G&P review of the year

It’s traditionally the time of year where there are reviews of the past twelve months, and awards and honours are handed out to those that have made a positive contribution to society in general or the lives of the rich and influential in particular. So why not?

The Gentleman and Player review of the year.

It started off cold, with snow and stuff. It then got very warm very quickly. In May the temperatures were such that one was knocking around in shorts and tee shirts while away from the playing field or exercise class. Was this unseasonably warm weather early in the year the ‘Arab Spring’ that everyone refers to? Or is that because it made everyone dress like Mediterraneans? Either way, it was warm.

Which was good, because Summer itself, although not cool, did not live up to the expectation. I had enough barbeque gas stock piled in my shed to fuel a space shuttle launch, had NASA decided to continue with the programme. They didn’t and mankind took a giant step backwards, the space shuttle joining Concorde in the cabinet of things we used to be able to afford to run but can’t any longer. We now have to rely on the Russians to get stuff into space. This is the same people that we rely on for our supply of gas and, if their success at launching rockets is any indication of the quality of their products, it’s probably a good job I never got round to using any of the stuff to cremate some chicken legs.

Later in the year we had riots in England. The media at the time and since tried hard to suggest that the trigger for this was anger. Anger at the police, anger at the ‘haves’ by the ‘have nots’ and anger at society generally. What it seemed to be most of all was anger at plate glass windows of J B Sports shops.

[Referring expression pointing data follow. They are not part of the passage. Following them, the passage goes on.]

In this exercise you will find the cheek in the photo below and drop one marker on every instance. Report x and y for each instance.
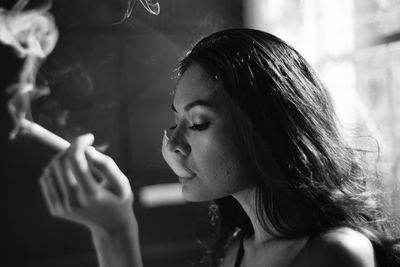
(220, 165)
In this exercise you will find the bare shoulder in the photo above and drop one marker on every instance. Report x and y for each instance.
(342, 247)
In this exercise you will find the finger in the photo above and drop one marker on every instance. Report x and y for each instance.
(77, 198)
(46, 194)
(52, 193)
(80, 166)
(60, 183)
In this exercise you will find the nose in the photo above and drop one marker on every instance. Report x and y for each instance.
(178, 144)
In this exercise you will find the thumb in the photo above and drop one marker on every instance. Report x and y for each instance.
(109, 171)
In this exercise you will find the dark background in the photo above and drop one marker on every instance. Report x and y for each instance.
(114, 80)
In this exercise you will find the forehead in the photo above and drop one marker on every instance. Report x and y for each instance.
(194, 84)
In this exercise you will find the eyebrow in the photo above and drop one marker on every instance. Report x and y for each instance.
(191, 105)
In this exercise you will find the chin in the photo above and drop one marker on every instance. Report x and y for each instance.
(192, 194)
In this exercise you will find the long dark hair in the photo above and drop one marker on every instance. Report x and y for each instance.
(318, 181)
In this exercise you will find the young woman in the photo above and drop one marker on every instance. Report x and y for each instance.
(256, 133)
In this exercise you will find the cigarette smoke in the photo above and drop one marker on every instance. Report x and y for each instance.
(33, 35)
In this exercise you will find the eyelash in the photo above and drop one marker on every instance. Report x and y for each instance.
(195, 127)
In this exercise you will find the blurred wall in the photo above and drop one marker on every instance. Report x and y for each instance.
(355, 46)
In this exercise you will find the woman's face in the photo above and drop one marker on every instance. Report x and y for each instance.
(202, 147)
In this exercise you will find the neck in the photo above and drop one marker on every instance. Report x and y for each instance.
(247, 199)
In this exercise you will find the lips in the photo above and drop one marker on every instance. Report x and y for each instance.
(183, 180)
(175, 162)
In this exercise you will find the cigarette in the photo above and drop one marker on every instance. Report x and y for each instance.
(42, 134)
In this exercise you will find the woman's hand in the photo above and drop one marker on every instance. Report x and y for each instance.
(87, 187)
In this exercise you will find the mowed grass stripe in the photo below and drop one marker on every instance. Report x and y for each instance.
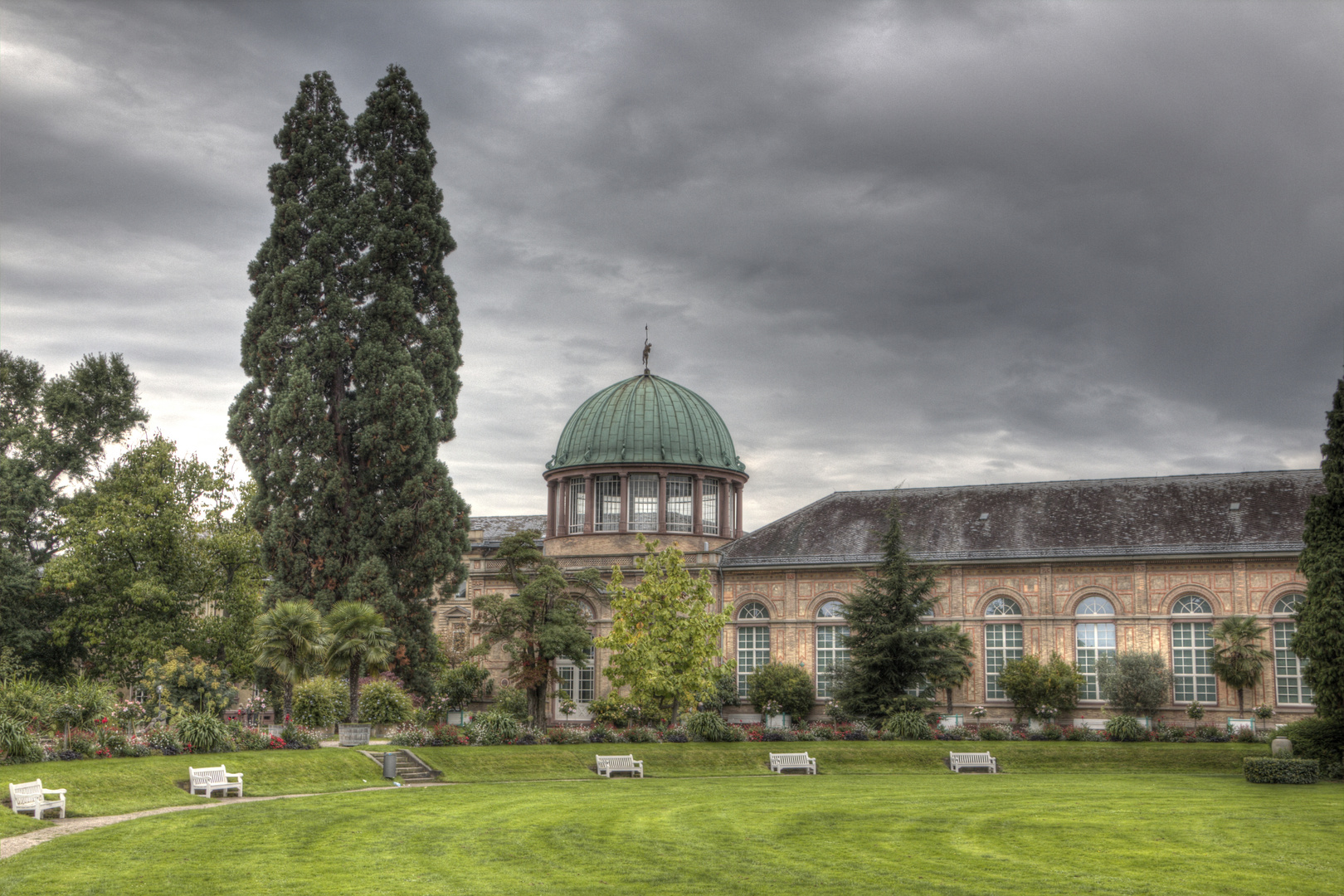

The year rounded off with protest camping. Interestingly, the growth in protest camping and the need for equipment was not enough to stop ‘Blacks’, the high street camping retailer (and so presumably best placed of all to sell you stuff that would allow you to camp on the High Street) going into receivership. This demonstrates that either the campers were actually so angry with society that they looted their equipment, or they bought on-line, just like everyone else.

Oh shit, just realised that Blacks is where I buy my barbeque gas. Good job I stock-piled.